Flag Comment Posted by Blackbird on July 10, 2009 at 9:29 am

Carter was defeated by the economy.
The economy was defeated by OPEC.
USSR was defeated by a rotten economy.
USSR economy was defeated by too much defense spending.
Reagan initiated the call to arms,
that outspent USSR.
I say the race is not over, although we won the first part. Too much Defense spending and OPEC may still crush the US economy.  Those who call us the winners of the Cold War, may be correct, and Reagan has to take some credit, but we have still not won the
Oil War, in fact we are losing badly.
And defense spending is out of control.
Still no one wants to blame our bad economy on the $4 gas prices of 2007/8 or out of control defense spending.
Until we can recognize and AGREE:
1. That we are in an Oil War 2. That we spend too much on defense 3. That we can win if we act now 3. To delay, just prolongs the enevitable prolonged malaise of the US economy until the next world war against China, Russia, the Middle East, and India over Oil resources.

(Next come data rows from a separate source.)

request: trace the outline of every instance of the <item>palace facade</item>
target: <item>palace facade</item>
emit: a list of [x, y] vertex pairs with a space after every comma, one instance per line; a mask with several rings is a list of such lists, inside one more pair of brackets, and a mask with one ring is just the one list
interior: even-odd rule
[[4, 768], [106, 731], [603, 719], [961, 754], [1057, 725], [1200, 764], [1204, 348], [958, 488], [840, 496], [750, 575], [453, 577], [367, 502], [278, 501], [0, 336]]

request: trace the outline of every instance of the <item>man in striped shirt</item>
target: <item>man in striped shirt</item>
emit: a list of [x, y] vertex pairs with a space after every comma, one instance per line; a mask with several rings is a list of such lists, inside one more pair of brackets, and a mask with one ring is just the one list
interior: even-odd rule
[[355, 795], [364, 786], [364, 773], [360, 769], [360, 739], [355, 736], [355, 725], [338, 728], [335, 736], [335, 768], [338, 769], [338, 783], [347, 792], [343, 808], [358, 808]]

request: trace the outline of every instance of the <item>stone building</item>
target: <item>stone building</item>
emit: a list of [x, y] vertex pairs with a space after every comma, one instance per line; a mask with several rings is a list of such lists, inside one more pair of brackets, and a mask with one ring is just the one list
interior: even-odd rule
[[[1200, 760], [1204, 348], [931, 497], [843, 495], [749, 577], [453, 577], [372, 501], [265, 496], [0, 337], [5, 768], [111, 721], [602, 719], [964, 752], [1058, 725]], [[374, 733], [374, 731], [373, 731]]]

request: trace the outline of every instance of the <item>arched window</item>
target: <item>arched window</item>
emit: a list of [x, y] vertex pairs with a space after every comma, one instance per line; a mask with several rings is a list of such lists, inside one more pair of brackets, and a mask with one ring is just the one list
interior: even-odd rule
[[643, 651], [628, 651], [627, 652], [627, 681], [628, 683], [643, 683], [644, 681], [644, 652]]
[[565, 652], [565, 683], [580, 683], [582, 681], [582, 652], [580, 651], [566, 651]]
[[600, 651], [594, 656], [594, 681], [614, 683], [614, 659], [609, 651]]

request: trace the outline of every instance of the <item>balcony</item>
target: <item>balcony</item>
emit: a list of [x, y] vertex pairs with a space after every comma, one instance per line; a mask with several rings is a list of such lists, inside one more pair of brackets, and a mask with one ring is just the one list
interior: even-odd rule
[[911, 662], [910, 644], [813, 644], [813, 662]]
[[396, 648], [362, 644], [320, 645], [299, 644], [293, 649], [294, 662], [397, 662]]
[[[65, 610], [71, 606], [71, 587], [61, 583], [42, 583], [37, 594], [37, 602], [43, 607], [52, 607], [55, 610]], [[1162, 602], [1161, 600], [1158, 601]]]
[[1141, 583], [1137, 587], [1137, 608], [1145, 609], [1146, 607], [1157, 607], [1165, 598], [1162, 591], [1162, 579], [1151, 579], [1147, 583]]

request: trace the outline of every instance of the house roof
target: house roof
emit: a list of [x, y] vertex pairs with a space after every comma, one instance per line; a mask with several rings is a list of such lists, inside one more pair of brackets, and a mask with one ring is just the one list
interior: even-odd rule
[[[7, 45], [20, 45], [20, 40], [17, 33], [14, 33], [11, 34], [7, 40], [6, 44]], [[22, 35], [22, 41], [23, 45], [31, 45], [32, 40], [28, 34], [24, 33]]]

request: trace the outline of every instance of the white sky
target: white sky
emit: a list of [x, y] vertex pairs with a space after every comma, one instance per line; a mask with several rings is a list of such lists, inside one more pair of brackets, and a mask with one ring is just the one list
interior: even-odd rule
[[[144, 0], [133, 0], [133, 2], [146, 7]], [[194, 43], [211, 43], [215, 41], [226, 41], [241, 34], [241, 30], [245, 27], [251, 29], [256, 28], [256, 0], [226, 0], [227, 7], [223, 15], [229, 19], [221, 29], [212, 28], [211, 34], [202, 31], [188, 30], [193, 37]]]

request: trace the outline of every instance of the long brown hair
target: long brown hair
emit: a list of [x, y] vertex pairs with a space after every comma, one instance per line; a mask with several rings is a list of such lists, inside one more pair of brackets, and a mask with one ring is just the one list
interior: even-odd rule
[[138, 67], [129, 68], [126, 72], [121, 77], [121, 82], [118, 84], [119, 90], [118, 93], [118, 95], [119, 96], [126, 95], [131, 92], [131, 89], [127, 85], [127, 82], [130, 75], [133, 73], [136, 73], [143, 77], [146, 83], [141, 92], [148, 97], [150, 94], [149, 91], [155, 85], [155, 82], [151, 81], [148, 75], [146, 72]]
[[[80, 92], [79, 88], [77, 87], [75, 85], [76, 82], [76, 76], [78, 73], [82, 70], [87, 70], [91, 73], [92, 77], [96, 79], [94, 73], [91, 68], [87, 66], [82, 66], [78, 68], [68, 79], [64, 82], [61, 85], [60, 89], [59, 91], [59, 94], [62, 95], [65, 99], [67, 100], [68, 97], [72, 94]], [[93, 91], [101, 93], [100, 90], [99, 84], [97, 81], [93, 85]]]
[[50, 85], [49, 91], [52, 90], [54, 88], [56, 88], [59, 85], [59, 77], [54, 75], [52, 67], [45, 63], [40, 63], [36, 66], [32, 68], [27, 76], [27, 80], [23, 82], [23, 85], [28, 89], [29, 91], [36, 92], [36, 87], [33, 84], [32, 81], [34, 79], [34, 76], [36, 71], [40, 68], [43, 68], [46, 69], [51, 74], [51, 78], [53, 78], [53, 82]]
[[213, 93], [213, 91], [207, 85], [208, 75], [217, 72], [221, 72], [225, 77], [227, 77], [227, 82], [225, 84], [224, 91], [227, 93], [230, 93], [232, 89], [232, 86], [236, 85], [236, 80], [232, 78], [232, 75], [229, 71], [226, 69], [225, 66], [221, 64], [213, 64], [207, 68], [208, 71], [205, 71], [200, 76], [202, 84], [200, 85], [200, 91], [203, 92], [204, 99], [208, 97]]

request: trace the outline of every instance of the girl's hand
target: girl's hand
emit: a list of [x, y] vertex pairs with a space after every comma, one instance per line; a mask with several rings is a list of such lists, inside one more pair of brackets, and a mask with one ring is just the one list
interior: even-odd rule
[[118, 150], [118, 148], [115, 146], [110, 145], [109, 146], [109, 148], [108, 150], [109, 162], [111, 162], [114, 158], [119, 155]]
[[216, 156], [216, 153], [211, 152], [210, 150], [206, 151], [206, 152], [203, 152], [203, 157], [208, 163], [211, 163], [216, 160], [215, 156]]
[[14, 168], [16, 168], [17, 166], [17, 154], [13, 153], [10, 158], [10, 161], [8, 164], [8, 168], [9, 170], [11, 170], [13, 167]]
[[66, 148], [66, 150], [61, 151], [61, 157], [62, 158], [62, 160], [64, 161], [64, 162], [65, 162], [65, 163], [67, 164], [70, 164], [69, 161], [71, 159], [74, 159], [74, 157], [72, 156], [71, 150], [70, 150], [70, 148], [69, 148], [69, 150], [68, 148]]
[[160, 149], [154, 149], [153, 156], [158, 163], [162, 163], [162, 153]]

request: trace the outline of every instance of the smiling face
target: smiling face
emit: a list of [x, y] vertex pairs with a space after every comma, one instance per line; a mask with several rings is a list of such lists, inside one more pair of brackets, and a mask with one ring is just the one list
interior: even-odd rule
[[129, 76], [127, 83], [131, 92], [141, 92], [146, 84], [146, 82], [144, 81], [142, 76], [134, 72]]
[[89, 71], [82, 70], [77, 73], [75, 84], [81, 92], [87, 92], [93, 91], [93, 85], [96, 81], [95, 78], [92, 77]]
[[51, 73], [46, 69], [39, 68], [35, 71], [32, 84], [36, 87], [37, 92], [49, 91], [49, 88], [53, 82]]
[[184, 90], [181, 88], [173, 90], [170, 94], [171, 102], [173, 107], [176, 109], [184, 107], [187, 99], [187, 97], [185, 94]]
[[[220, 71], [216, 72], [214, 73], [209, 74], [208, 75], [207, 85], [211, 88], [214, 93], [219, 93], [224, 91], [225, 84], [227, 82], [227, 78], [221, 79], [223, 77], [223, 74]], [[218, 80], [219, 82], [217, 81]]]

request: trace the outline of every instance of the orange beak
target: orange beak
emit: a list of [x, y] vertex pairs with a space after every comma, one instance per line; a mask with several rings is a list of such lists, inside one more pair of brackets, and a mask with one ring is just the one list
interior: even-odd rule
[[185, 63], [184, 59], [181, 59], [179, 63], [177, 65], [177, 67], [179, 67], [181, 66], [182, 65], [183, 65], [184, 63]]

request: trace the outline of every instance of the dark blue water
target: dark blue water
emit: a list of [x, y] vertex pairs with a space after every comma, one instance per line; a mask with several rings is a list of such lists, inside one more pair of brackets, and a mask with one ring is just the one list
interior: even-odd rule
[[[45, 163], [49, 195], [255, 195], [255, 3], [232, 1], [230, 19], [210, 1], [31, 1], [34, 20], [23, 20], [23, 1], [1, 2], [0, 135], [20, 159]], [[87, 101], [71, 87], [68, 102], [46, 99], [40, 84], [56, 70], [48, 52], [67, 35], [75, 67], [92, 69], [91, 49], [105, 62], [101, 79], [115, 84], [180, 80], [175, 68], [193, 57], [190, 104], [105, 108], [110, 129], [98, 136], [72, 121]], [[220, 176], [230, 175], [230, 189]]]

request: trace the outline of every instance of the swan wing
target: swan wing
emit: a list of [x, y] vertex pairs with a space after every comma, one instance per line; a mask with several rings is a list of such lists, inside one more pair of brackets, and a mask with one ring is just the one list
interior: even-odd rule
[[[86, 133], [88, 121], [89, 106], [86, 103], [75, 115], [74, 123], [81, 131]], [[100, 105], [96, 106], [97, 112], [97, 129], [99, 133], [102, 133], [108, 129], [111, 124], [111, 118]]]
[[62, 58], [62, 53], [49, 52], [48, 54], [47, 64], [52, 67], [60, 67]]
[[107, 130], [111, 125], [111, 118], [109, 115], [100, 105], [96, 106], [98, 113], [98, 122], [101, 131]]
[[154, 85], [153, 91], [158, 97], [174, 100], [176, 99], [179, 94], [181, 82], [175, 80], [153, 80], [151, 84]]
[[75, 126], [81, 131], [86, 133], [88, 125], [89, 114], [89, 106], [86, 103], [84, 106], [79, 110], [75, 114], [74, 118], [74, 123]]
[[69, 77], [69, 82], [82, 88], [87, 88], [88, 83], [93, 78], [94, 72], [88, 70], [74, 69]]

Flag Comment Posted by R on July 09, 2009 at 5:20 pm

Well, in the interest of positing comparisons, it should be said that President Obama was elected in large part on the wave of sheer failures associated with the latter Bush Presidency, and it was that same record of incompetence that gave Democrats of any quality electoral boosts in the congress.

Flag Comment Posted by drhoagie on July 09, 2009 at 4:40 pm

The election of President Reagan was possible thanks to a naive president in over his head, Jimmy Carter.
America was yearning for anyone after a few short years of the Carter disaster.
Americans are yearning even more for anyone to be president in 2013 after only a few short months of Obama.

Flag Comment Posted by VaLiberal on July 09, 2009 at 3:27 pm

The Cold War isn’t over.  The NeoCons are still fighting it.  And take a look at how our overseas military bases are geographically positioned.

Flag Comment Posted by R on July 09, 2009 at 1:22 pm

The writer reminds me of an interesting parallel to Iran when he states the senior Bush’s distrust of Gorbachev: 

At the turn of the millennium in Iran, Mohammad Khatami (A predecessor to Mahmoud Ahmadinejad) was perhaps analogous to Gorbachev in that he was a reform advocate seeking to change a repressive system in a mutually beneficial way to the international system. Where history diverges is that unlike the success of Ronald Reagan’s reasoned and supportive diplomacy towards Gorbachev and his representative change, the latter Bush (W) Administration resembled in philosophy the former President Bush (as said above), to the effect that a hardline and knee-jerk opposition to all Iranian leadership failed to see the opportunity in also extending something akin to stern, tacit support for the Iranian reformist (Who is, by the way, currently part of the Mousavi camp). Of course the effect had been to undermine the budding reformist movement and skew elections towards Ahmadinejad and his ilk, drawing a succession of diplomatic failures and unwelcome developments between US and Iranian relations.

A summary is that had Reagan not taken a softer approach to the Soviet Union seeking to cultivate the signs of internal reforms, it would not have been possible to achieve the peace that was made amidst a reactionary “cold” war set. The Iranian state is also involved with the US as part of a much smaller “cold” war, and to corner reformers against the repressive needs of national security negates the political space needed for those reforms. It has now been several years since the first opportunity for reform became apparent and only now, sans George W. Bush, the opporunity for peaceful reform is again apparent in Iran. We should seek to cultivate it this time.

Flag Comment Posted by Reverend on July 09, 2009 at 10:03 am

Ronald Reagan was technically the first POSITIVE President in my life. I had Nixon, Ford, and Carter in my childhood, and remember how badly people thought of them.

When Reagan swept the re-election by a landslide, and I mean a REAL landslide. People knew he was the real deal. Plus? There was no animosity against his opponents. Tip O’Neil, and he would have dinner once a week, just to discuss things, and behave like Gentlemen.

Gentlemen. When it was more than a turn of a phrase. Reagan will always be more “Statesman” than “politician” to me.